Parliament asked Mr Rathi whether, given its regulatory interest, the FCA’s powers are adequate to tackle the problem. In his response he noted that, “it’s our job now, with OFCOM and others to implement the Online Safety Act”. Whilst the FCA will have a role to play in ensuring that the Online Safety Act (“OSA”) is effective in achieving its legislative purpose, it will not be on the front line of overseeing and enforcing the requirements under the Act. That sits with OFCOM. The FCA is left relying upon the cooperation of social media sites and, failing that, the appetite and resource of OFCOM to advance its objectives by proxy through the OSA. To that end, there are levers the financial regulator can pull, both through the framework of the OSA and in its regulatory relationship with OFCOM.
Section 10 of the OSA places duties on in scope social media companies, as providers of user-to-user services, i.e. a service by which content is generated or uploaded by a user and may be encountered by another user. One of those duties requires service providers to take proportionate measures, relating to the design or operation of the service, to
- prevent users encountering ‘priority illegal content’;
- effectively mitigate and manage risks of the service being used for the commission or facilitation of ‘priority offences’; and
- effectively mitigate and manage risks of individual users being harmed.
Service providers are also under a duty to use proportionate systems and processes that are designed to minimise the time that ‘priority illegal content’ is present, and also to remove any illegal content swiftly upon becoming aware of it. The Act stipulates the areas in which, where it is proportionate to do so, service providers are required to take or use measures.
Priority illegal content is content that amounts to a ‘priority offence’, the list of which includes conduct that is within the FCA’s remit and interest, specifically, offences under FSMA (e.g. unauthorised financial promotions and breaches of the general prohibition), market abuse offences and fraud.
Under section 38, in respect of large user-to-user services (‘Category 1’), a duty similar to the second mentioned above applies in respect of fraudulent advertising, defined as paid for advertising, as opposed to user generated content, that amounts to one of the offences mentioned above, about which the FCA has an interest. However, the duty to protect against fraudulent advertising is more onerous, in that it also requires the provider to operate the service using proportionate systems and processes designed to prevent individuals from encountering such advertisements.
OFCOM has the power to enforce these duties. Whilst the FCA can prosecute persons, jurisdictional reach permitting, who use social media to disseminate unauthorised financial promotions (like ‘finfluencers’), or otherwise commit an offence that falls within the Regulator’s remit, it has no powers in respect of the service providers themselves.
To date, it has worked to identify and report illegal content and fraudulent advertising to the social media companies, thereby triggering those providers’ duties to take the content down “swiftly”. During his evidence before Parliament, Mr.

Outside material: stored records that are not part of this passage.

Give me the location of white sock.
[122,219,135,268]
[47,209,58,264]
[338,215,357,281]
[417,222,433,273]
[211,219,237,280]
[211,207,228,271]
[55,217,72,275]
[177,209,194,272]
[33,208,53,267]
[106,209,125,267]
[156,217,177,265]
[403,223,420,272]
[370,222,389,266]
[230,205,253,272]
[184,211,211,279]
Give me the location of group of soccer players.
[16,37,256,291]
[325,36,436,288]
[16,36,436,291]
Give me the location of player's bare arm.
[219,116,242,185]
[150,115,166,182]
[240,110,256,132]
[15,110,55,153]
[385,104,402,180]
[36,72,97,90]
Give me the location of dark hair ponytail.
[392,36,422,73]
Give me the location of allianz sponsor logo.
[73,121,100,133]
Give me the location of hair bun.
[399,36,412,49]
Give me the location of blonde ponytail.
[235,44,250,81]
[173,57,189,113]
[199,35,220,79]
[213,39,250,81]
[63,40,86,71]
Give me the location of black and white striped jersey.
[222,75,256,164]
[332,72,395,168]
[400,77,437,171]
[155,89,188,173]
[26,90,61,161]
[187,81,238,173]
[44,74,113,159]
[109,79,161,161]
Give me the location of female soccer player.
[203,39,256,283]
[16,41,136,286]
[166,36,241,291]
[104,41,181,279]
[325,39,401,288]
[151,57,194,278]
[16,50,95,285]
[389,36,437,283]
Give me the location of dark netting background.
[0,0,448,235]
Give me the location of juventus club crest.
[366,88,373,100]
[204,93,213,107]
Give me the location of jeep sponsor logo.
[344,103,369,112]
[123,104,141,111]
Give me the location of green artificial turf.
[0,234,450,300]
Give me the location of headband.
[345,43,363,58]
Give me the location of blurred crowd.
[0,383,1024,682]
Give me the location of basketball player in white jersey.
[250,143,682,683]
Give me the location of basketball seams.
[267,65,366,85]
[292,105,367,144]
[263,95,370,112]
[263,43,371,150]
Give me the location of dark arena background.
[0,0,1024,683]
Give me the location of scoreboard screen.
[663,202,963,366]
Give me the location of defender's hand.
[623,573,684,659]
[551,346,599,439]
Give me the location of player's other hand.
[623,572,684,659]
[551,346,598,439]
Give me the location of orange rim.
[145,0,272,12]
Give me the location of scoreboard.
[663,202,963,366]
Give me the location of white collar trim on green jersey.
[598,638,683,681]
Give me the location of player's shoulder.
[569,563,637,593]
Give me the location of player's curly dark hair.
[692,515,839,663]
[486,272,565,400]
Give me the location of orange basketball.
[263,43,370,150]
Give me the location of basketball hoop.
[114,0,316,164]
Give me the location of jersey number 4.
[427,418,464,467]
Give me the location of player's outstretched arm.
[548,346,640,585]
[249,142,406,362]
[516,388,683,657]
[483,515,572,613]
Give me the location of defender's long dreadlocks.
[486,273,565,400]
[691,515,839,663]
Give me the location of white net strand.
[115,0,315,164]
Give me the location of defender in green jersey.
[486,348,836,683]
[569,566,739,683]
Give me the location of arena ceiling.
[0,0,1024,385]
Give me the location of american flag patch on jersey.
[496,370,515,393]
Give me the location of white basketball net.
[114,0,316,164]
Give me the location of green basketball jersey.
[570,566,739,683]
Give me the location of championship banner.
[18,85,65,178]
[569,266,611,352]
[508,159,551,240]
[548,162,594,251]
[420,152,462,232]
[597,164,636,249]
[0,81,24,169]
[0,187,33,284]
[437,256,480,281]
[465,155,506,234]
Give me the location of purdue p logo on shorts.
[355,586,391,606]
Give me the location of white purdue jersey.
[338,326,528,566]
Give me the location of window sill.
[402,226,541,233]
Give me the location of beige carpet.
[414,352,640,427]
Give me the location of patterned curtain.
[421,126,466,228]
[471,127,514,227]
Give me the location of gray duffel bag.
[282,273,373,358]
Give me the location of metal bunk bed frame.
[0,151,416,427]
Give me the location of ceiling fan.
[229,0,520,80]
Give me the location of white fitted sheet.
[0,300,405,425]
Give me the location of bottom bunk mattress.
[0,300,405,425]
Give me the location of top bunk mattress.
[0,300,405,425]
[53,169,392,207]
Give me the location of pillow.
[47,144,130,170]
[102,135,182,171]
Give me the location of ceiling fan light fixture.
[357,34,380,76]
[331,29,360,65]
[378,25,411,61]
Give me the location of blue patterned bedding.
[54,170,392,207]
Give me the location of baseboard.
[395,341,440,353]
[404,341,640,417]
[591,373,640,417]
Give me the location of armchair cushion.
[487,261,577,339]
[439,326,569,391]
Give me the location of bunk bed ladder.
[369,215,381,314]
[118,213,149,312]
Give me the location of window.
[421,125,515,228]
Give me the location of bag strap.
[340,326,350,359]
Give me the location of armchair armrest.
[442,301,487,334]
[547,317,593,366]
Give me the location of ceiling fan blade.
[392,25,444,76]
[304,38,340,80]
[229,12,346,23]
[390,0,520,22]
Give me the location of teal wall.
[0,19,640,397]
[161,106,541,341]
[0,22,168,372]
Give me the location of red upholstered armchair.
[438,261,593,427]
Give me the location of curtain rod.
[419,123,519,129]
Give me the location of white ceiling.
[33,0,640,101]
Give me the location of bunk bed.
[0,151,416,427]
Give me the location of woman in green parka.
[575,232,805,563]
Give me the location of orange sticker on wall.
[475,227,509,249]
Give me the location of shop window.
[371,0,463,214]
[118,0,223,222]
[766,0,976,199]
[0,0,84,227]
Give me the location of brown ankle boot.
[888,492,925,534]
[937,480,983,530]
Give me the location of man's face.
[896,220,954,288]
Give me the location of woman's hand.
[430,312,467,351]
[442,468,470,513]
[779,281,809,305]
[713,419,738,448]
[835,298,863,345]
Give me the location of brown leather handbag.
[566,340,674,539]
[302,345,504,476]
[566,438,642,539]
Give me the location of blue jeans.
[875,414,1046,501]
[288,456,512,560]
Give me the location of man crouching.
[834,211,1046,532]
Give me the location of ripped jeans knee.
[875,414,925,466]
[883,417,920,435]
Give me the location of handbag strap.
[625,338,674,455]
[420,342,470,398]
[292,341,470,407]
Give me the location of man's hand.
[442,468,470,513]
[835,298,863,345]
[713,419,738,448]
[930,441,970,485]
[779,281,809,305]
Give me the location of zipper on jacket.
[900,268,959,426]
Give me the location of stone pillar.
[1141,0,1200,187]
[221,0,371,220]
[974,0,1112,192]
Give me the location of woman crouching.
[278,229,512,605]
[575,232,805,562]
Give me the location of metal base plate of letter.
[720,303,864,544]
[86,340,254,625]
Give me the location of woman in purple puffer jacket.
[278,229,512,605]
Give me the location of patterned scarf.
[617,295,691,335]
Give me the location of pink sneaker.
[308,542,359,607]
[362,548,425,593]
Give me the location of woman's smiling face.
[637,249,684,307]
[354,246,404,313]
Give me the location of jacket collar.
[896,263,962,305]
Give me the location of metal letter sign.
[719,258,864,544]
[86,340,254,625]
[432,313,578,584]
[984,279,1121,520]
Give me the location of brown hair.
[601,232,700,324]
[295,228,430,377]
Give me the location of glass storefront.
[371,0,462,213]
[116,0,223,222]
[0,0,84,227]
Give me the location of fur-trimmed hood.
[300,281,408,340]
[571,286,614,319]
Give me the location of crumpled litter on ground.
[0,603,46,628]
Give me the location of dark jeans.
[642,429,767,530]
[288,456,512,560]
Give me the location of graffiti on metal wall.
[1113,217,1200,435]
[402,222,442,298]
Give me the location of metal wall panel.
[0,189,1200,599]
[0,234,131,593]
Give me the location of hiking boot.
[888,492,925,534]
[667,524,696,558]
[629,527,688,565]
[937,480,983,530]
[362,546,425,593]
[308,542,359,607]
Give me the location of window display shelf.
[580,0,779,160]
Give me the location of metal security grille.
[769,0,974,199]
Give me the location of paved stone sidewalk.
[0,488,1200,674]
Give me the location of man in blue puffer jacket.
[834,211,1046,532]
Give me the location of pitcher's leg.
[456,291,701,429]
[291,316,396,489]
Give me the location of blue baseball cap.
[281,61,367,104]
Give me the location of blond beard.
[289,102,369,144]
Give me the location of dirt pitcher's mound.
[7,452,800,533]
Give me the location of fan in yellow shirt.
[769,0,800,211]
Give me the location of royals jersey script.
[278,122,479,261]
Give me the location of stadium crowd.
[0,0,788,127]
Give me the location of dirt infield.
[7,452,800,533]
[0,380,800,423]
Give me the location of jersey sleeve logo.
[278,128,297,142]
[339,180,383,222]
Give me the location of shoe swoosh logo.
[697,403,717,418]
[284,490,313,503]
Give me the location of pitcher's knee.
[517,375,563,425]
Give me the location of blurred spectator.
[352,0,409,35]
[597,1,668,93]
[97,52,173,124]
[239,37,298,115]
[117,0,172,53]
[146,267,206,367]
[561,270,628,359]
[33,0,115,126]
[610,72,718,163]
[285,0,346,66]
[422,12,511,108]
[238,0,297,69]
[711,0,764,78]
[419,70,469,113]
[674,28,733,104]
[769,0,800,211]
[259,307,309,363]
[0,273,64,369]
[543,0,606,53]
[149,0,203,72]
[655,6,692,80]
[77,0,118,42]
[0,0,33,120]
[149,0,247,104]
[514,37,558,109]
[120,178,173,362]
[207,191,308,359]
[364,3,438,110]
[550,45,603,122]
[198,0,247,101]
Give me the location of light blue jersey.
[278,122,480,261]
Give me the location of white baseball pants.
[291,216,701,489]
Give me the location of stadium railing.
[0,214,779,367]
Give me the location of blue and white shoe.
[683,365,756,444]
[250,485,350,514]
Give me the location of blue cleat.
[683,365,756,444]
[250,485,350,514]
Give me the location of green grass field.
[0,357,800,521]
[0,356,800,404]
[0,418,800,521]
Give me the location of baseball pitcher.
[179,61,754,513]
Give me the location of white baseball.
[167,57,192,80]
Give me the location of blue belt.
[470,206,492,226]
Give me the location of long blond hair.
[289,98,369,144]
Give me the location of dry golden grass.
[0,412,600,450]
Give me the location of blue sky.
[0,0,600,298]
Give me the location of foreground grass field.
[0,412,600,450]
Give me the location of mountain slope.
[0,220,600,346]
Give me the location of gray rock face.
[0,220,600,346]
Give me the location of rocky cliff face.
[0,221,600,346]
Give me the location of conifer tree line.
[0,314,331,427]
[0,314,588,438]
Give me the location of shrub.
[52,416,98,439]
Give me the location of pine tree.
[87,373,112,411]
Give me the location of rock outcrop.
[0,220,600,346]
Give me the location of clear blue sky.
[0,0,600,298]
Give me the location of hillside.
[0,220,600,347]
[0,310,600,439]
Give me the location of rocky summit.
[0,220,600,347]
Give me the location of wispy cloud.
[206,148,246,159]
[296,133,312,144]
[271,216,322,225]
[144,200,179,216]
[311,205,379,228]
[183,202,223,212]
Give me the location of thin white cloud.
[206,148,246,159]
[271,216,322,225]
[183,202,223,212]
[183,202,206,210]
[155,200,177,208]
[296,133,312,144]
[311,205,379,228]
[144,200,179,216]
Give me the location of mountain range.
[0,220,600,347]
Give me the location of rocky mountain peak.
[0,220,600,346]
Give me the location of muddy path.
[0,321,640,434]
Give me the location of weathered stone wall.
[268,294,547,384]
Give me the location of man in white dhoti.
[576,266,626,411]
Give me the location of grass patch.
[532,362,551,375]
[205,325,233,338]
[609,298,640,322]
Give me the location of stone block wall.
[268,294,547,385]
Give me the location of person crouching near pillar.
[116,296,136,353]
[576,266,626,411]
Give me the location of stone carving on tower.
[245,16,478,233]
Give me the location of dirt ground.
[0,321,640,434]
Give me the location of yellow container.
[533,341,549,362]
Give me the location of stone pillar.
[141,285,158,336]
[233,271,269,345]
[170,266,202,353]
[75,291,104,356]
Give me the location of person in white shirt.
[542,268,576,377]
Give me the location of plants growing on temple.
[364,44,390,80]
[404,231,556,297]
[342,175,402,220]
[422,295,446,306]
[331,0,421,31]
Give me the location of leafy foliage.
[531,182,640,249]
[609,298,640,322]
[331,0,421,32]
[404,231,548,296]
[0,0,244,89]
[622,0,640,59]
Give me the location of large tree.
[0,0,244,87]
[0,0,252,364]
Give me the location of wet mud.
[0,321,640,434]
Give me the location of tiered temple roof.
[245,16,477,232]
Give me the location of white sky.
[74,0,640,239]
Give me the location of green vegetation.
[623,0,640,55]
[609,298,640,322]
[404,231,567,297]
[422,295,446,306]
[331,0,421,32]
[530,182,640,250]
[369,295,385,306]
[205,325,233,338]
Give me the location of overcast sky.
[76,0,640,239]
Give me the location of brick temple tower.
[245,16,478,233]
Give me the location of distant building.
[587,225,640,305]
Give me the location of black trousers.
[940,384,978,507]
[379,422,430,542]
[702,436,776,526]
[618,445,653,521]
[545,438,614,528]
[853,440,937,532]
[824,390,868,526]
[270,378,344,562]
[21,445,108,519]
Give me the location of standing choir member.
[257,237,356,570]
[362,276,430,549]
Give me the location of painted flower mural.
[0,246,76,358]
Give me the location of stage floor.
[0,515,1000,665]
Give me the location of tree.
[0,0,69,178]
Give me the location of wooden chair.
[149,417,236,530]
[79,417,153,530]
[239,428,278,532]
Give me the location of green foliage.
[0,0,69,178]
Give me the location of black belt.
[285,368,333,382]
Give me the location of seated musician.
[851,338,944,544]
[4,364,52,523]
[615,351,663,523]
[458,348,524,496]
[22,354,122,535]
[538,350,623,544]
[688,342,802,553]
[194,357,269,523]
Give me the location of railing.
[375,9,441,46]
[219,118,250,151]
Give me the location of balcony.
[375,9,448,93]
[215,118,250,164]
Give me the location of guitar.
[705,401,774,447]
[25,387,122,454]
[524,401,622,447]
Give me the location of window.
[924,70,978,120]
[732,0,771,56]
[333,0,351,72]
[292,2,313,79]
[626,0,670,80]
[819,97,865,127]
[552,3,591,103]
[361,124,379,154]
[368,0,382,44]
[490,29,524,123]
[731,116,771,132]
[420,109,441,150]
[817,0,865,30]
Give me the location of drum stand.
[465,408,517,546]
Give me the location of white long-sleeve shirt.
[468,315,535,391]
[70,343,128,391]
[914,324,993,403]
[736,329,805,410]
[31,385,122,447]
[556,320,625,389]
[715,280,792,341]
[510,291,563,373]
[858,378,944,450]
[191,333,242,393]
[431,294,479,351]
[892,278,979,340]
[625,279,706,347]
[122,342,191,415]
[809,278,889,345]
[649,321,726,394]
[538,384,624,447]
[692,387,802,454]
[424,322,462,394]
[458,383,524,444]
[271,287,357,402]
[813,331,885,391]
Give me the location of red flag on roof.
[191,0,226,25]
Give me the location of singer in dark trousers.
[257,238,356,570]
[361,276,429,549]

Rathi noted that last year the FCA asked for the amendment or withdrawal of 20,000 financial promotions, compared with only 570 a few years earlier. The extent to which this uptick is a consequence of FCA activity, compared with the proliferation of such promotions is unclear. In any event, the limits of this approach were revealed during the course of his evidence. Mr. Rathi acknowledged that, the FCA “cannot force the tech firms to take down promotions that we see as problematic [but] rely on co-operation from them”. The FCA had previously expressed its frustration that certain service providers were reactive, not proactive, and had also been overly slow in removing content. Mr. Rathi expanded on those prior comments, noting that, once certain content has been removed, almost identical content is created soon thereafter.
These concerns raise questions about the ambit of the duties under the OSA, as summarised above, at least in the context of financial services consumer protection. What will OFCOM demand from service providers when assessing whether content has been removed “swiftly” under the Act? How will the proportionate use of content moderation flex in circumstances where noticeably similar content has just been flagged and removed? Any assessment of these issues will inevitably involve consideration of the speed with which harm can be caused by such offending content and the severity of that harm. The FCA will be well placed to inform, if not perform, that assessment. As such, through communication with both OFCOM and providers, it will have a significant voice in shaping and influencing what is expected under the duties, and how the compliance with those duties is assessed. Separately, given the FCA is arguably a more mature enforcer, and has routinely investigated the adequacy of complex systems and processes, it may have something to offer OFCOM, where the latter finds itself probing the adequacy and effectiveness of a system’s design, operation and related governance structures.
However, ultimately the FCA will rely upon OFCOM to oversee and enforce the duties. The extent to which the current regulatory landscape will be effective in meeting the FCA’s agenda will depend in large part on the relationship and coordination between the two regulators. The position will become clearer next year, when OFCOM expands its attention to fraud and financial services offences (to date it has largely been focused on child safety). The quality and integrity of the relationship between the two regulators will, in large part, determine the extent to which fraudulent and unlawful investment schemes can be tackled in the coming years.